É claro que eu não deveria ter testemunhado aquela conversa e muito menos o que se seguiu aquela noite dentro dos estábulos, mas a verdade é que esse tipo de coisa acontecia vez ou outra entre a gente da realeza. Não os critico de forma alguma. Elizabeth, como muitas, casara-se por contrato e vivia extremamente infeliz. Ela parecia uma princesa de sonhos vivendo uma vida perfeita - e essa foi exatamente a primeira impressão que tive - mas acompanhei-a o suficiente para sentir pena de uma pobre mulher cuja vida foi uma sequência de tragédias. Poderia contar nos dedos suas horas felizes e ainda me sobrariam alguns.

Mais tarde, quando retornei ao local - é claro que eu não fiquei espiando! - ambos riam despreocupadamente, mas com notável cumplicidade enquanto preparavam seus cavalos.

"Aqui está o equipamento que Vossa Majestade solicitou."

Ela me olhou com desconfiança e altivez.

"Esta atrasada, senhorita van der Heyden."

"Perdão, senhora."

"Sabia, Ludwig, que nos Países Baixos as pessoas dormem de dia e vivem à noite?"

"Que absurdo, prima! Por que diz isso?"

"Essa é a nossa holandesinha, Charlotte... Os ares do campo não fizeram bem a ela."

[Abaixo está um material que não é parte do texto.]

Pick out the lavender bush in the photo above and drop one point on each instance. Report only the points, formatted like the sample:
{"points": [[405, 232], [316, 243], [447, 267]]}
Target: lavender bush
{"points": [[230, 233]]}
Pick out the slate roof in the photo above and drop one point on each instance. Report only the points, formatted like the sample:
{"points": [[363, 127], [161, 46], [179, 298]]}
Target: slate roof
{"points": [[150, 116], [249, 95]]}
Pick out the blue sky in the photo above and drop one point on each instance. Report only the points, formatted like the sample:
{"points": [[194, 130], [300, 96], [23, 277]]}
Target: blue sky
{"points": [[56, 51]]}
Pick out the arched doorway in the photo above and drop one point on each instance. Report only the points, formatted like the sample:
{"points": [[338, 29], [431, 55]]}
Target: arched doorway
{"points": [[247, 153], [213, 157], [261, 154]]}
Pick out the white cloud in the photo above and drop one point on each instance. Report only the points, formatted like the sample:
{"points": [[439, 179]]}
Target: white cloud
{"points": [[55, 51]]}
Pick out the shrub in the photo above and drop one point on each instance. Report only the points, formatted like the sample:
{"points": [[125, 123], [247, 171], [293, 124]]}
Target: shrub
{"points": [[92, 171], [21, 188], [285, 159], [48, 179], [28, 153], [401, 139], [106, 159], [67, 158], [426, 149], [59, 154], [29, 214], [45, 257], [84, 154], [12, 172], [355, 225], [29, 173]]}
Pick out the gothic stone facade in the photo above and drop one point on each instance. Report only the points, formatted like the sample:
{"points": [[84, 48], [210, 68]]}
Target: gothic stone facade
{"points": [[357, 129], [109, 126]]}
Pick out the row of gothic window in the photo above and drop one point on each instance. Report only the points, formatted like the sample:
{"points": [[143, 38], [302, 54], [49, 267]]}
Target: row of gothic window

Ele a olhou com mofa, esperando que continuasse. Teria corado se não estivesse teoricamente morta e me ative a cuidar de detalhes inúteis da sela. A imperatriz não costumava fazer esse tipo de comentário, mas percebi que era um modo de me repreender. Ela estava certa de que eu tinha visto qualquer coisa, mas não ousaria pronunciar nada, confirmando o que houvera.

"Ela veio de uma cidadezinha minúscula, longe dos ares e da agitação da capital, mas mesmo assim a pobre sofre de uma espécie de alergia à luz do sol..."

"Não perde muita coisa... A noite é, de qualquer maneira, muito mais bela que o dia."

E foi assim que conheci Ludwig II, rei da Baviera. Assim como aconteceu com a imperatriz da Áustria, fiquei fascinada por sua bela figura e por seu comportamento sonhador, mas ele também estaria fadado à minha pena.

Estivemos por mais uma semana na corte bávara antes de voltarmos para casa e esses foram os dias em que mais trabalhei desde que havia sido admitida à companhia da imperatriz. Todas as noites eles saíam para cavalgar, caminhar à luz do luar ou simplesmente ficavam conversando e declamando poesias ao lado da lareira. Eles formavam um belo casal, era realmente uma pena que o destino os houvesse separado com tanta crueldade. Não posso afirmar, mas acho que teriam boas chances de serem felizes juntos. Mas, de qualquer forma, àquela época Elizabeth já não o amava - se é que alguma vez o amou mais que a um parente - e, alguns anos depois, ele se decepcionaria muito com ela e nunca mais daria chance a mulher alguma, abrindo seu coração apenas para seu próprio sexo, que também não lhe deu mais que decepções. A verdade é que Ludwig nunca teve sorte no amor, tanto homens quanto mulheres, ele sempre escolheu as pessoas erradas para amar - eram sempre meros interesseiros ou indivíduos que não estavam dispostos a abrir mão de sua posição na sociedade em nome de um amor que esta julgava condenável.